R2. Git/Github tips and traps

For the purposes of this material, it is assumed that the you have read through Lesson 2. We’ll start by reviewing some of these concepts and then covering some simple tricks to prevent a whole host of headaches in using GitHub within your groups. The bulk of this lesson, however, will extend on these materials. Specifically, we cover merging, including using jupytext to deal with the oddities of performing these operations on notebooks. If you are looking for a more in-depth tutorial on various Git concepts, reference this tutorial from software carpentry. The goal for today is to get you comfortable with git.

We will also do a quick tutorial of GitHub with Google Colab and talk about the beauty and dangers of this feature.

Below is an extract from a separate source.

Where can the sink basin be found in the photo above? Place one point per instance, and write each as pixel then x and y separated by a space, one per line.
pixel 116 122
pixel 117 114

Simple practices can save from huge pains

Git is extremely useful and powerful, but it can cause serious annoyances if not used carefully. Follow Justin’s suggestion from homework 1: “it is wise to commit and push often.” And from Lesson 2, pull frequently and “always git pull when you start working.” These practices will go a long way to prevent clashes where two team members have edited the same file at the same time without knowing. Even if you feel that a particular piece of work is not yet finished, commit and push it any time you step away from it. It is much better for a teammate to look at work you might feel insecure about due to its incompleteness than to have a horrible merge issue later on.

Use the sandbox exceedingly liberally

The simplest and easiest way to avoid clashing with group members work is to use the sandbox provided in your GitHub repository extensively. When doing this, each member can work on a differently named file. For example, I might work on hw3.2_ar.ipynb, where the ar signifies my initials, while my teammate Liana works on hw3.2_lm.ipynb. Each team member can have their own version of various pieces of the homework for scratch work. The key reason to do this is that you might not know when a team member is working on the same file. If two people are working on the same file at the same time, a merge conflict is certain in the near future. One will push to the repository first, leaving changes that the other does not have in the file they are working with. This means that if the second forces a push, their changes will be kept at the expense of the other’s. Without additional tools, merging notebooks with disparate changes is very non-trivial. Instead, to avoid all this, both members can work on their own files in the sandbox, discuss various parts, and combine and edit a final submission when the time comes.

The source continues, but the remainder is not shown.